Il resto lo ha fatto la ritrovata efficienza dell’amministrazione, irrobustita da assunzioni a tempo di nuovo personale, passato in poco tempo da 2.000 a 7.600 unità. Oggi sui tavoli restano ancora circa 80.000 domande che si pensa saranno espletate entro la fine dell’anno.
L’impatto tuttavia è stato ed è enorme sulla società tedesca e anche sulle casse statali, dal momento che solo il rafforzamento dell’organico degli uffici per l’immigrazione ha consumato una parte del prezioso tesoretto che l’ex ministro delle Finanze Wolfgang Schäuble aveva racimolato con le politiche di risparmio.

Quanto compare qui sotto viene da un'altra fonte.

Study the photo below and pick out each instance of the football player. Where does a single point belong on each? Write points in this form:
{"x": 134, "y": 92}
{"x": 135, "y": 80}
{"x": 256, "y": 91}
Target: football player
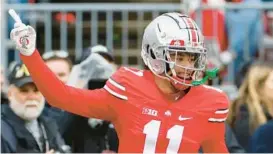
{"x": 163, "y": 109}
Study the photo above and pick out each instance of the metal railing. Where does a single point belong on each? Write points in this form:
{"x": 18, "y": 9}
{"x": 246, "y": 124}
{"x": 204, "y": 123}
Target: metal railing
{"x": 118, "y": 21}
{"x": 93, "y": 9}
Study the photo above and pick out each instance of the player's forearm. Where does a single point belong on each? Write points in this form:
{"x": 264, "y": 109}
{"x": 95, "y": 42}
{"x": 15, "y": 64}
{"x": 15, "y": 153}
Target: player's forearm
{"x": 79, "y": 101}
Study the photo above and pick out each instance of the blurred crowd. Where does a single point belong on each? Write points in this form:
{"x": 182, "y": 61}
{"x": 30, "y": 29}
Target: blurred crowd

Un confronto con gli altri paesi europei dà la misura dello sforzo tedesco. Sempre secondo l’Eurosat, nello stesso lasso di tempo la Francia ha dovuto far fronte a 50.400 richieste di asilo, di cui solo 16.600 hanno ricevuto esito positivo. In Italia sono state 38.000, 16.400 quelle accolte. Gli uffici competenti di Austria e Svezia, altri paesi che erano stati inseriti nella lista degli obiettivi preferiti dai profughi, hanno sbrigato rispettivamente 26.500 e 25.000 richieste, di cui 16.600 sono state accolte a Vienna e 12.700 a Stoccolma. Numeri di fatto irrilevanti sono invece stati registrati nei paesi dell’Europa centro-orientale, che hanno opposto una dura resistenza a tutti i piani di ricollocamento chiesti ripetutamente quanto inutilmente dal commissario europeo Jean-Claude Juncker. Bisogna riconoscere che la Germania ha compiuto uno sforzo enorme e che quello che molti osservatori in Europa considerano un errore di Angela Merkel – l’apertura delle frontiere nel settembre 2015 – ha probabilmente evitato che quella folla di disperati in fuga da guerre e miserie si riversasse su altri paesi europei, probabilmente di nuovo sui soliti posizionati ai confini esterni dell’Unione Europea. Un gesto di solidarietà, generoso quanto forse ingenuo, che ha suscitato entusiasmi iniziali e successivi rifiuti, che ha polarizzato la società, inasprito il confronto, infine avviato la politica tedesca sul terreno inedito dell’incertezza e dell’instabilità politica.